Mercury(I) nitrate is a inorganic compound, a salt of mercury and nitric acid with the formula Hg2(NO3)2.  A yellow solid, the compound is used as a precursor to other complexes of Hg22+ complexes.The structure of the hydrate has been determined by X-ray crystallography.  It consists of a [H2O-Hg-Hg-OH2]2+ center, with a Hg-Hg distance of 254 pm.

Reactions
Mercury(I) nitrate is formed when elemental mercury is combined with dilute nitric acid (concentrated nitric acid will yield mercury(II) nitrate). Mercury(I) nitrate is a reducing agent which is oxidized upon contact with air.

Mercuric nitrate reacts with elemental mercury to form mercurous nitrate.
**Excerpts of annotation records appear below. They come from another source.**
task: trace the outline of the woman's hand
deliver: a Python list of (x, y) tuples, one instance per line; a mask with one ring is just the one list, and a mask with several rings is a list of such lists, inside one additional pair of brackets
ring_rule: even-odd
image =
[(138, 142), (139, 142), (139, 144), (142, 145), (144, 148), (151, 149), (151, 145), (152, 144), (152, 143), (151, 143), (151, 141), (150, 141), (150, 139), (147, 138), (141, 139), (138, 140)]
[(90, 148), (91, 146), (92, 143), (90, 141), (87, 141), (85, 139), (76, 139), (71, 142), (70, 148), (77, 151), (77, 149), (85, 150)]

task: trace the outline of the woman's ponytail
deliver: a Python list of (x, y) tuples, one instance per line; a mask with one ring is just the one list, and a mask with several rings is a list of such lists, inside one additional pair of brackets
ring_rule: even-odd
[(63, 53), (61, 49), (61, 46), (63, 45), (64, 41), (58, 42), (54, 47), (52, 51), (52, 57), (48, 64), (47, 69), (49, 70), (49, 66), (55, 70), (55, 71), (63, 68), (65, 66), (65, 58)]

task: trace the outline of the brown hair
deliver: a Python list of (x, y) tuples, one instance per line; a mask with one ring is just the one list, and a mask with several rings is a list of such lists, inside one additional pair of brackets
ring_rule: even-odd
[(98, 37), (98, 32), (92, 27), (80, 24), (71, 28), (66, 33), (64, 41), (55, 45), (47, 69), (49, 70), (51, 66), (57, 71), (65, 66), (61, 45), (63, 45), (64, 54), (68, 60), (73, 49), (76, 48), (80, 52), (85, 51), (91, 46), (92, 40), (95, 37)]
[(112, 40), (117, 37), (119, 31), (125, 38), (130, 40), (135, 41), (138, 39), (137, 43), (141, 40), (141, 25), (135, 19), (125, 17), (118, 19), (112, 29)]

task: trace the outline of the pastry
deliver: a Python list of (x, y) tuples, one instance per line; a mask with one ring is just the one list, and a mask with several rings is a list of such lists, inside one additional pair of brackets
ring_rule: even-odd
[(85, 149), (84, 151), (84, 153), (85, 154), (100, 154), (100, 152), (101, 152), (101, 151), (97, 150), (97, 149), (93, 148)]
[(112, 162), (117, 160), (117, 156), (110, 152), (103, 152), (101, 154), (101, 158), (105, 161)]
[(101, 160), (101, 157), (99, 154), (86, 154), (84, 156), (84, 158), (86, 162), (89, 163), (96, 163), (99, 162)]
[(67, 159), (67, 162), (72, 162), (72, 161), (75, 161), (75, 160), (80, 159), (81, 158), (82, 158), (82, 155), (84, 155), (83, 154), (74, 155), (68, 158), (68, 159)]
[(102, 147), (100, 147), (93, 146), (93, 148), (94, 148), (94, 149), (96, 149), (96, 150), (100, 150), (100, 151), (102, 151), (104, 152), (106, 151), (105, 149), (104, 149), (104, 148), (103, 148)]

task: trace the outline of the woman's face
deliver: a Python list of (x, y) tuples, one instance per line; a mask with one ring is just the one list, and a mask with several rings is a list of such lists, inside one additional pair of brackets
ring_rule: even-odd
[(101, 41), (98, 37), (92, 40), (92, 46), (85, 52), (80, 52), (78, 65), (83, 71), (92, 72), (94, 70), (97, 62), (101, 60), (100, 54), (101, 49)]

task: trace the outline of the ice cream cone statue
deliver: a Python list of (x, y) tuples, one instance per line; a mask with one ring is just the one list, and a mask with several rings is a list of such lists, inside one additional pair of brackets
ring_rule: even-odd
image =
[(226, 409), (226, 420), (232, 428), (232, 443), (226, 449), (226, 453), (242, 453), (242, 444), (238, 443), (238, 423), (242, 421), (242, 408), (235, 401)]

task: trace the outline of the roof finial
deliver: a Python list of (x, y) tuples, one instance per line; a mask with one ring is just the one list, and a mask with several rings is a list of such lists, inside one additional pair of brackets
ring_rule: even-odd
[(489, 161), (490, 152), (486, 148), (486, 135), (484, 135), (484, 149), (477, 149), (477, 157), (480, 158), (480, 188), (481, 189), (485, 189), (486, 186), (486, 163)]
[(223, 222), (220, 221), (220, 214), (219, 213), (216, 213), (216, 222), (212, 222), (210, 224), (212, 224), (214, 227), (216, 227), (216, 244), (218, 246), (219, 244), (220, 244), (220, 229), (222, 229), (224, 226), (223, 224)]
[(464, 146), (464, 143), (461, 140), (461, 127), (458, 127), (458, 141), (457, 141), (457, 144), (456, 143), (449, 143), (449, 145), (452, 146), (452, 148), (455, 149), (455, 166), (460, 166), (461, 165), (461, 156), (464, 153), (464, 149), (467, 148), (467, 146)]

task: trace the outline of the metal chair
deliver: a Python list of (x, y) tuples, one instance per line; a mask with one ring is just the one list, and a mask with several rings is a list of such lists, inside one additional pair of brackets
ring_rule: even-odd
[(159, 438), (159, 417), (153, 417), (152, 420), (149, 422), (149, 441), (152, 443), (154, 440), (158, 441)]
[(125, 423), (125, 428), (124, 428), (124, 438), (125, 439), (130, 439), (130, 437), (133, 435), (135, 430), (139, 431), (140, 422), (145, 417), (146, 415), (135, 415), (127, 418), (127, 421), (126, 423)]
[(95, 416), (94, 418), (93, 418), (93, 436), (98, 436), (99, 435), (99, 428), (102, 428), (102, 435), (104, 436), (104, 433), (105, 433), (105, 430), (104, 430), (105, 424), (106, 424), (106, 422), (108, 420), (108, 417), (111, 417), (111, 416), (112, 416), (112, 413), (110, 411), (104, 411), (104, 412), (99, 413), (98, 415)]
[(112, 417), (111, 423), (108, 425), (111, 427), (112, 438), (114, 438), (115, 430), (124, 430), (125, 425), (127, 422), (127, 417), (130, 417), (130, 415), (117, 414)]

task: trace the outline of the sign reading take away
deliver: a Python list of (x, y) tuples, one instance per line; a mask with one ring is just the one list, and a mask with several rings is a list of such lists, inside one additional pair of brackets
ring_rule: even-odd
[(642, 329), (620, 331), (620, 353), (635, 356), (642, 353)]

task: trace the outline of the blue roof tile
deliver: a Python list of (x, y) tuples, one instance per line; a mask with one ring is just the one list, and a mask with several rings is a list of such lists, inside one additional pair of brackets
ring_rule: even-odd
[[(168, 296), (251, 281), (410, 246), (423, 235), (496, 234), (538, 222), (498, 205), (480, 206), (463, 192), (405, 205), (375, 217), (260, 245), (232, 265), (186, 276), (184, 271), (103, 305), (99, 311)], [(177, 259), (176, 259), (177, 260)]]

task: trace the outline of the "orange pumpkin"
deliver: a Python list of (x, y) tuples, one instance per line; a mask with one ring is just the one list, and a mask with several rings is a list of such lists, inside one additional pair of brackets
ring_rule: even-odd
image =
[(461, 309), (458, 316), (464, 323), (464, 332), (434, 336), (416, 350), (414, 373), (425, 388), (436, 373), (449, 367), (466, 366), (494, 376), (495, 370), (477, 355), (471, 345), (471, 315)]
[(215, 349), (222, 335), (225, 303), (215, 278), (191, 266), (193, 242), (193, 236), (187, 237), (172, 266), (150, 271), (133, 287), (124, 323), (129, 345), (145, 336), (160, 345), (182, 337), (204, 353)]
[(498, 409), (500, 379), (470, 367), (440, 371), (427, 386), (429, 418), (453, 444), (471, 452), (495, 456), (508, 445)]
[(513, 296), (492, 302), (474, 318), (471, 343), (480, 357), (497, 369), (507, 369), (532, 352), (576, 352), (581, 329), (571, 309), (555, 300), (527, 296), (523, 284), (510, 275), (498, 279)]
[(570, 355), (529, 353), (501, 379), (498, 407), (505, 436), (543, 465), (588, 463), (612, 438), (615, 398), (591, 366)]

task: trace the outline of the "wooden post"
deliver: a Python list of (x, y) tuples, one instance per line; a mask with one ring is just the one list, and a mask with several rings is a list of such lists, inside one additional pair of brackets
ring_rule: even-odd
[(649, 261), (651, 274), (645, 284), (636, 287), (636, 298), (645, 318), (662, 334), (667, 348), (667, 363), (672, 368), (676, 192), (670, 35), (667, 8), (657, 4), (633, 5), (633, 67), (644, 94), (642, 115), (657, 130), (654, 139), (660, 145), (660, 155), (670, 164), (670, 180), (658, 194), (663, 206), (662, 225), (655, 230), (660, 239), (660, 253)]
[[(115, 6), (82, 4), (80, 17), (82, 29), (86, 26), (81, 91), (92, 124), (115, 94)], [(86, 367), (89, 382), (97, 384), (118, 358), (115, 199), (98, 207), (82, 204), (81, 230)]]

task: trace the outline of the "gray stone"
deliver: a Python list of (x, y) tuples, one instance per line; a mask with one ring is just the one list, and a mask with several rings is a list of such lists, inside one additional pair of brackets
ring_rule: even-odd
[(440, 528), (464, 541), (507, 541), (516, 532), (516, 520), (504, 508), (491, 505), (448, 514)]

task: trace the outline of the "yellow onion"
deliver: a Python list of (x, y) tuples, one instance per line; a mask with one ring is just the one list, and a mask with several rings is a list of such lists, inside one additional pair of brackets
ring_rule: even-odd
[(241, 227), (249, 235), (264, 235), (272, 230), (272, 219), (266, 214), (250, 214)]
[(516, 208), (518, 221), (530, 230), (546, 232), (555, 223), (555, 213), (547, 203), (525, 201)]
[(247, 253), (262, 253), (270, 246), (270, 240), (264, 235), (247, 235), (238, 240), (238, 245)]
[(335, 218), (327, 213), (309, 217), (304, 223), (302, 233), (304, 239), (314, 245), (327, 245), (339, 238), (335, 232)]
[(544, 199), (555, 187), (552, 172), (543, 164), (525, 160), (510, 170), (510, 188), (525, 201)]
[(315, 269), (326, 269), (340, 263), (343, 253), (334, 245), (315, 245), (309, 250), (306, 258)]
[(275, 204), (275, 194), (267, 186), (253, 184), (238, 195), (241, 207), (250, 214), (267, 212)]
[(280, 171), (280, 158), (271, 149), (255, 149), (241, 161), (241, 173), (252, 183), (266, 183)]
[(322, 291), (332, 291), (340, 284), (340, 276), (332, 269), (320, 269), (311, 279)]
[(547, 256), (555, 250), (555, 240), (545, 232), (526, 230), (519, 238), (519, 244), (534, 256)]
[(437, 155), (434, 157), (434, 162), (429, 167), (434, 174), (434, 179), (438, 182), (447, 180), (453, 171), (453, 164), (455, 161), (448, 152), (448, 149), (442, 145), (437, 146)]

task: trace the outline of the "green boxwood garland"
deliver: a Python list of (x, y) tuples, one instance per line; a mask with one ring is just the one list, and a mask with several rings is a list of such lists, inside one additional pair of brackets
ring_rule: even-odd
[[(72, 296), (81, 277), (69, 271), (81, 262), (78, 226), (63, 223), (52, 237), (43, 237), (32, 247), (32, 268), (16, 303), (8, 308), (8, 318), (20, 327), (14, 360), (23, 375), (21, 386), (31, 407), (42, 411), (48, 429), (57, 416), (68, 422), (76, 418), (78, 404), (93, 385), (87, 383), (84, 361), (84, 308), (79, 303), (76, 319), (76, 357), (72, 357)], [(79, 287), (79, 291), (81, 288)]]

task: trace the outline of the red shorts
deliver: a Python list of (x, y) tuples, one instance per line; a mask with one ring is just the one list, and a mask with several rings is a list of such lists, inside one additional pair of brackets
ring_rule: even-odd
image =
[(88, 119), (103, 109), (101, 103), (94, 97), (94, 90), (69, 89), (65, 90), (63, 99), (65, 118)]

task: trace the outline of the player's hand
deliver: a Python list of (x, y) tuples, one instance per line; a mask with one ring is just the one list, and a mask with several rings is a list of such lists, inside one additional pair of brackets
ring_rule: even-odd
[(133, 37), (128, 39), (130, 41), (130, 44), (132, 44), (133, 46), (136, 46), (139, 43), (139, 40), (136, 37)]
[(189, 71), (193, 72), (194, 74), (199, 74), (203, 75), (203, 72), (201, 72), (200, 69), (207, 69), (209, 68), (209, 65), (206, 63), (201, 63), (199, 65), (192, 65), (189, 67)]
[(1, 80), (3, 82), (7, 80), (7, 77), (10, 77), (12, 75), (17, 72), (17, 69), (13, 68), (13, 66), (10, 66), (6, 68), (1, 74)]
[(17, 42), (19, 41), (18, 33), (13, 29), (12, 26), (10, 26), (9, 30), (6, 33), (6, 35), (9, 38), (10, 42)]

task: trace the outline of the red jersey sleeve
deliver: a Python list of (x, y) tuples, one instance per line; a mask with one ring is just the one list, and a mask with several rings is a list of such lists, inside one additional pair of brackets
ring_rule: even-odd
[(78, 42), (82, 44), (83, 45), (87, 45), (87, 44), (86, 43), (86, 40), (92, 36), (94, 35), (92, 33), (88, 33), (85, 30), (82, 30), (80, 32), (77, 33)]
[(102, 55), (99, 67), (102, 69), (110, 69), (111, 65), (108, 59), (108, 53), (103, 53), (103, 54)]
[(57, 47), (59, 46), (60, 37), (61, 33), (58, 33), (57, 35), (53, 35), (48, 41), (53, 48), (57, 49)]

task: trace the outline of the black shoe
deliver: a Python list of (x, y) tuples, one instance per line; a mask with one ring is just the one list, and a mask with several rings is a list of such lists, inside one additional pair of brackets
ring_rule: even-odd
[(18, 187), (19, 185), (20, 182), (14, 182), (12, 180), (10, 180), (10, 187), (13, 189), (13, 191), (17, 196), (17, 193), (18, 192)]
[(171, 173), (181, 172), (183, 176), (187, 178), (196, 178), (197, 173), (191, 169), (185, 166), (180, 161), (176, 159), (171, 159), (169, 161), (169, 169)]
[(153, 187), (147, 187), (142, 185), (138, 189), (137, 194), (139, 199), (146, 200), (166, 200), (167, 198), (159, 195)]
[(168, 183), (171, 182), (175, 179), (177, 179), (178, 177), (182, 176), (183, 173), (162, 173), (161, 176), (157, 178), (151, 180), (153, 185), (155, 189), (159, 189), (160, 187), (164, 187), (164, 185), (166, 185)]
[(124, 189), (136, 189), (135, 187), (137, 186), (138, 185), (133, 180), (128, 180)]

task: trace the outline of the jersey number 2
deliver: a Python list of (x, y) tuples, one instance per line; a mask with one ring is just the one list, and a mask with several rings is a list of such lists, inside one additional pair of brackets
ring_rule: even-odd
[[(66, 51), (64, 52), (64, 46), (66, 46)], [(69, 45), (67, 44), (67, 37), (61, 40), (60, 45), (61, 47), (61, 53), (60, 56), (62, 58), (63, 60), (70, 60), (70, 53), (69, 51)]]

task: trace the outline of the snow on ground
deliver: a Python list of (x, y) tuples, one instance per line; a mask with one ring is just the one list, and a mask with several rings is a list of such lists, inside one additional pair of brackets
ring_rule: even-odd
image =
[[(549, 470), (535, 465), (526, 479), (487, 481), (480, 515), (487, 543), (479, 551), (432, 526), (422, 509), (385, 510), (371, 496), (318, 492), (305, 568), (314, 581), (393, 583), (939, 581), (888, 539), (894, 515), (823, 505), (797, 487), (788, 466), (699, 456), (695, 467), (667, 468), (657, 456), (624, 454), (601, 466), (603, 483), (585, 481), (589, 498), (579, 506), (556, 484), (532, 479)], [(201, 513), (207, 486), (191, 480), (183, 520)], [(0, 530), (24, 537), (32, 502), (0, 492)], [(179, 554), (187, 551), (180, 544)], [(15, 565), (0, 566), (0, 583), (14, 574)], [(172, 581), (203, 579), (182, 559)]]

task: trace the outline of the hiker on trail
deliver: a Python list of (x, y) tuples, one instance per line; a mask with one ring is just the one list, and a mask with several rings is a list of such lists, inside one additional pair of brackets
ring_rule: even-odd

Solutions of mercury(I) nitrate are acidic due to slow reaction with water:
Hg2(NO3)2 + H2O ⇌ Hg2(NO3)(OH) + HNO3
Hg2(NO3)(OH) forms a yellow precipitate.

If the solution is boiled or exposed to light, mercury(I) nitrate undergoes a disproportionation reaction yielding elemental mercury and mercury(II) nitrate:
Hg2(NO3)2 ⇌ Hg + Hg(NO3)2

These reactions are reversible; the nitric acid formed can redissolve the basic salt.